Time proved, too, that the water-loving castaway was a bright lad. He could read and write very readily in English, knew a little French, and was rather clever at figures. Often, when glancing through the advertising pages of magazines, his expressive face would light up and Laddie-Billy (as the girls now called him to please Mabel) would exclaim, joyfully: "I've seen that picture before."

But the things that the curiously afflicted boy wanted to remember refused obstinately to come; and this grieved him sorely.

"I suppose," said Billy, one balmy evening, when all the youngsters were roasting potatoes between two glowing logs, "I'm really well enough to go home, but—but where is my home?"

"You needn't worry about that," assured Mrs. Crane. "We're more than willing to keep you right here—as long as you don't tumble out of those boats."

"Yes," added Mr. Black, heartily, "we really need a boy to help us when Dave is busy breaking the game laws. I'm only afraid that Saunders will come along some day with an answer to that advertisement. You're well worth keeping, my lad."

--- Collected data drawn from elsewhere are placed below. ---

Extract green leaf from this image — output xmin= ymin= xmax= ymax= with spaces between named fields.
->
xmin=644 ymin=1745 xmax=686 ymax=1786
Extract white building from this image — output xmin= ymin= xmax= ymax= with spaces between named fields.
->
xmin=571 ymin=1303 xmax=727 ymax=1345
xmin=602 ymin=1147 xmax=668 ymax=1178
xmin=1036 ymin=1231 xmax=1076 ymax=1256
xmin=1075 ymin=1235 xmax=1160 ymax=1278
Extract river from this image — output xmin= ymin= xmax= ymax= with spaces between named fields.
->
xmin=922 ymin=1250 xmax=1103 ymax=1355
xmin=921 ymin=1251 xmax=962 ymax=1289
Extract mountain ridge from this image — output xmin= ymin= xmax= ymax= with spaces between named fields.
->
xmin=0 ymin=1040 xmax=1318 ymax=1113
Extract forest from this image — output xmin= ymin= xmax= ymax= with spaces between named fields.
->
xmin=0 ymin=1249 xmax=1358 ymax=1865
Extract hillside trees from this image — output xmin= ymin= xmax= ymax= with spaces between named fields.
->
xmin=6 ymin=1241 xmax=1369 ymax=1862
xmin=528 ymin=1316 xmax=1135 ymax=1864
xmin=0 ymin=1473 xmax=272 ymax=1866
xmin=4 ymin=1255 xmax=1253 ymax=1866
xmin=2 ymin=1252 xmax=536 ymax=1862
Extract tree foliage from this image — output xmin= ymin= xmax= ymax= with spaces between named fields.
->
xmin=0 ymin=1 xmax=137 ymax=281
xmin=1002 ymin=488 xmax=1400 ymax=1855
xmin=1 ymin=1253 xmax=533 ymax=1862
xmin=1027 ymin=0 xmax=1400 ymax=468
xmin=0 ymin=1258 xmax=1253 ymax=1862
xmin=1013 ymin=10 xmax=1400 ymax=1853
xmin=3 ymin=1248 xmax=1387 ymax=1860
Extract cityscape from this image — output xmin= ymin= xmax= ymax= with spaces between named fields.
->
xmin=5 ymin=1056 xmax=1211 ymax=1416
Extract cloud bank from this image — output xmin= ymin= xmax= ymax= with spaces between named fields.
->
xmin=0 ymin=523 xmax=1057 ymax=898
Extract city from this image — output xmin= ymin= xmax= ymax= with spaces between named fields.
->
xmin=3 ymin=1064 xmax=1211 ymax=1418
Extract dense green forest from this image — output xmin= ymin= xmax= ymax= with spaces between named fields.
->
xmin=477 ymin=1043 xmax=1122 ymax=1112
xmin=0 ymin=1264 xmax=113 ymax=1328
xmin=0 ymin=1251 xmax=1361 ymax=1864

"I'm glad of that," smiled Billy, cheered by these kindly assurances. "I'll try to be, anyway."

"We all like you," declared Mabel, "even if you are getting fat."

"Am I?" queried Laddie-Billy, anxiously. "Gracious! If I do, these clothes—can it be that I'll come to wearing a blue plaid bathing suit all the time?"

For Mrs. Crane, for want of other material, was slowly converting her biggest and most gorgeous gingham apron into a decidedly queer bathing costume for her lively charge.

"The bagginess," Mrs. Crane explained, when the castaway suggested mildly that part of the cloth might be saved for other purposes, "will fill up with air and keep you from sinking."

And naughty Henrietta had added, under her breath: "Behold Billy Blue-eyes, the Human Balloon."